Low-Range Essay (4, 3, 2, 1)

• Does not respond adequately to the prompt

• Demonstrates insufficient and/or inaccurate understanding of the passage

• Does not link stylistic elements to Capote’s view of Holcomb

• Underdevelops and/or inaccurately analyzes the development of Capote’s view of Holcomb

• Fails to demonstrate an understanding of Capote’s tone

• Demonstrates weak control of the elements of diction, syntax, and organization


• A 4 or 3 essay may do no more than paraphrase sections of the passage rather than analyze Capote’s view of Holcomb.

• A 2 essay may merely summarize the passage.

• A 1–2 essay indicates a major lack of understanding and control. It fails to comprehend the prompt and/or the passage. It may also indicate severe writing problems.

Student Essay A

This is a high-range paper for the following reasons:

• It is on task.

• It indicates complete understanding of the prompt and the passage.

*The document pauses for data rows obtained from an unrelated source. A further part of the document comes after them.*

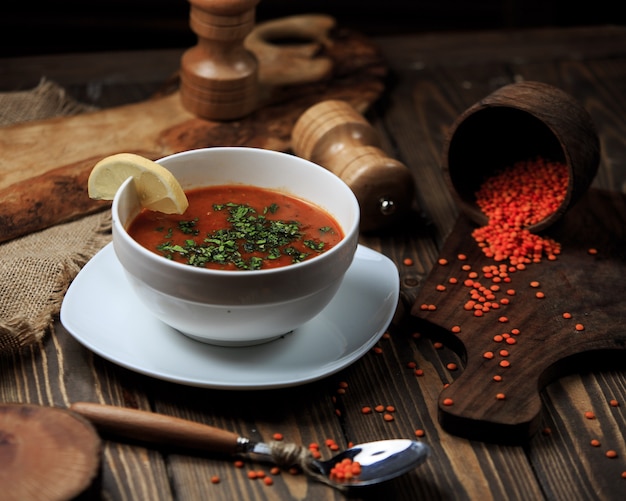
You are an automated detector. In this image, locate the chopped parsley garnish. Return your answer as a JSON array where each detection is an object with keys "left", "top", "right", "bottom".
[
  {"left": 154, "top": 202, "right": 333, "bottom": 270},
  {"left": 178, "top": 218, "right": 200, "bottom": 235}
]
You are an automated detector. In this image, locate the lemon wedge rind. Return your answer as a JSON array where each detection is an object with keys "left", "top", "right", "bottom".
[{"left": 88, "top": 153, "right": 189, "bottom": 214}]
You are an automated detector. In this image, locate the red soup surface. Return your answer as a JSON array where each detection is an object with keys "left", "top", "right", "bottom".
[{"left": 127, "top": 185, "right": 344, "bottom": 270}]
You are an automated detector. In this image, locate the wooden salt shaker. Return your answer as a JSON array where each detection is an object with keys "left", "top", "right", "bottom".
[
  {"left": 180, "top": 0, "right": 260, "bottom": 121},
  {"left": 442, "top": 81, "right": 600, "bottom": 232},
  {"left": 292, "top": 100, "right": 415, "bottom": 232}
]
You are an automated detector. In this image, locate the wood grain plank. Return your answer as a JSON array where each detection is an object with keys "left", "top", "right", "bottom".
[{"left": 2, "top": 26, "right": 626, "bottom": 500}]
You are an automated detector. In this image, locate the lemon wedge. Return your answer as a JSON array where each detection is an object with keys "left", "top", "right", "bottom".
[{"left": 88, "top": 153, "right": 189, "bottom": 214}]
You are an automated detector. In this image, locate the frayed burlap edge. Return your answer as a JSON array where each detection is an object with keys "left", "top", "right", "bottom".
[
  {"left": 0, "top": 78, "right": 97, "bottom": 126},
  {"left": 0, "top": 211, "right": 112, "bottom": 356}
]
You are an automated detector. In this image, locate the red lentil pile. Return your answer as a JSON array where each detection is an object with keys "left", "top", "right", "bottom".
[
  {"left": 472, "top": 157, "right": 568, "bottom": 264},
  {"left": 329, "top": 458, "right": 362, "bottom": 482}
]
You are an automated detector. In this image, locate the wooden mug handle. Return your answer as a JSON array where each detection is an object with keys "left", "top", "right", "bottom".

• It uses mature diction [paragraph 1: “Capote reveals … imminent change”], [paragraph 2: “Capote also gives … simplistic”], [paragraph 3: “the hard blue skies … to do so”].

• It integrates references to support the thesis of the essay [paragraph 2: “Capote also gives … hamlet”], [paragraph 3: “Focusing … has-been status”], [paragraph 4: “with the simile … passage”].

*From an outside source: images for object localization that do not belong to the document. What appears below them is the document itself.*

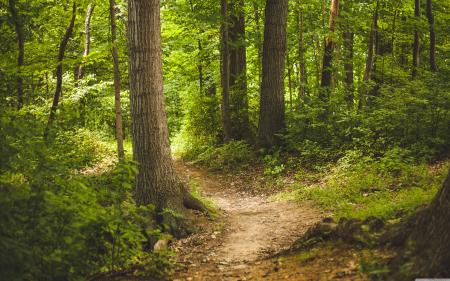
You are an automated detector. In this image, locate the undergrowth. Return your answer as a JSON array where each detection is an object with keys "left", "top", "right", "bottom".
[{"left": 275, "top": 148, "right": 448, "bottom": 220}]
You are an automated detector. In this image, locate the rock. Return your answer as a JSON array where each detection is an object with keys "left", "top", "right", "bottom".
[
  {"left": 153, "top": 239, "right": 168, "bottom": 252},
  {"left": 363, "top": 216, "right": 385, "bottom": 232},
  {"left": 322, "top": 217, "right": 335, "bottom": 223}
]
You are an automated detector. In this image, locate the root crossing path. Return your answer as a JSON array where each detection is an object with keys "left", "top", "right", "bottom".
[{"left": 172, "top": 162, "right": 325, "bottom": 281}]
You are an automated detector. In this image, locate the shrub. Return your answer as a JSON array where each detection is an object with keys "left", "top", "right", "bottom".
[{"left": 195, "top": 140, "right": 255, "bottom": 171}]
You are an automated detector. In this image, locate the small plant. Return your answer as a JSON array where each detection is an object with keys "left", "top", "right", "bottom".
[
  {"left": 195, "top": 140, "right": 255, "bottom": 171},
  {"left": 263, "top": 151, "right": 285, "bottom": 177}
]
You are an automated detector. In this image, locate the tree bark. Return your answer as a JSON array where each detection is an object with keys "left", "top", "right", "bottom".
[
  {"left": 220, "top": 0, "right": 232, "bottom": 141},
  {"left": 8, "top": 0, "right": 24, "bottom": 110},
  {"left": 412, "top": 0, "right": 420, "bottom": 78},
  {"left": 257, "top": 0, "right": 288, "bottom": 148},
  {"left": 320, "top": 0, "right": 339, "bottom": 100},
  {"left": 77, "top": 4, "right": 94, "bottom": 80},
  {"left": 409, "top": 169, "right": 450, "bottom": 277},
  {"left": 363, "top": 0, "right": 379, "bottom": 82},
  {"left": 44, "top": 2, "right": 77, "bottom": 140},
  {"left": 229, "top": 0, "right": 249, "bottom": 140},
  {"left": 253, "top": 2, "right": 262, "bottom": 87},
  {"left": 127, "top": 0, "right": 204, "bottom": 211},
  {"left": 109, "top": 0, "right": 124, "bottom": 159},
  {"left": 297, "top": 4, "right": 307, "bottom": 98},
  {"left": 287, "top": 52, "right": 293, "bottom": 113},
  {"left": 342, "top": 0, "right": 354, "bottom": 107},
  {"left": 426, "top": 0, "right": 437, "bottom": 72}
]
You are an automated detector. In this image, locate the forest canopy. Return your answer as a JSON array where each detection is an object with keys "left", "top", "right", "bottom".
[{"left": 0, "top": 0, "right": 449, "bottom": 280}]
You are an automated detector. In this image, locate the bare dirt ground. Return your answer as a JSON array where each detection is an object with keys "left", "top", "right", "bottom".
[{"left": 171, "top": 162, "right": 368, "bottom": 281}]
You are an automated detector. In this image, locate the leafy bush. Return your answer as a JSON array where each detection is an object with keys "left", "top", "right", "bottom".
[
  {"left": 0, "top": 115, "right": 169, "bottom": 280},
  {"left": 194, "top": 140, "right": 255, "bottom": 171},
  {"left": 263, "top": 151, "right": 286, "bottom": 177}
]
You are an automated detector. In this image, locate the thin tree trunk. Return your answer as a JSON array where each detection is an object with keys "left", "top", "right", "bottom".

• It grasps subtleties and implications [paragraph 1: “Capote reveals … change”], [paragraph 2: “One gets … place”], [paragraph 4: “The area’s … discusses”], [paragraph 6: “By the end … descriptions”].

• It introduces specifics in a sophisticated manner [paragraph 3: “He does not … farming days”], [paragraph 5: “The author … solemnity”].

• It uses good “connective tissue” [paragraphs 2 and 3: “in addition”], [paragraph 4: “Capote also uses …”], [paragraph 5: “This is not the only contrast …”].

• It creates original and insightful comments [paragraph 2: “one gets … melancholy place”], [paragraph 3: “He does not … farming days”].

• It presents a conclusion that introduces unique observations and brings the reader directly to what may follow this passage.

This is a high-range essay that indicates a writer who “gets it”—who clearly understands the passage and the prompt and who can present ideas in a mature, controlled voice.

Student Essay B

This is a mid-range essay for the following reasons:

• It sets up an introduction that indicates the writer’s understanding of the prompt.

• It cites appropriate specifics, but often does not adequately integrate these into the analysis [paragraph 2: “In order … present there”], [paragraph 3, sentence 2].

• It uses frequently awkward diction and syntax [first line of paragraph 2], [last sentence of paragraph 2], [all of paragraph 5].

• It demonstrates good topic adherence.

• It reveals a facility with stylistic analysis [paragraph 2: “To create … reaches them”], [paragraph 3, sentence 3].

• It presents a conclusion that does not add anything to the impact of the essay.

This mid-range paper indicates a writer who understands both the prompt and the process of analysis. However, the essay does not address the subtle, underlying purpose of the passage and ignores the foreshadowing and contrast. The writer’s frequently awkward and disconnected diction and syntax prevent it from achieving the level of the high-range essays.

Now It’s Your Turn


1. Try a little reverse psychology. Now that you are thoroughly familiar with this passage, construct two or three alternate AP level prompts. (Walk a little in the examiner’s shoes.) This will help you gain insight into the very process of test-making.

2. Find other examples of descriptions of setting you can analyze in the same way as you did with the Capote excerpt. You might want to investigate works by John Steinbeck, Joan Didion, Peter Matthiessen, and, certainly, Sebastian Jung’s The Perfect Storm.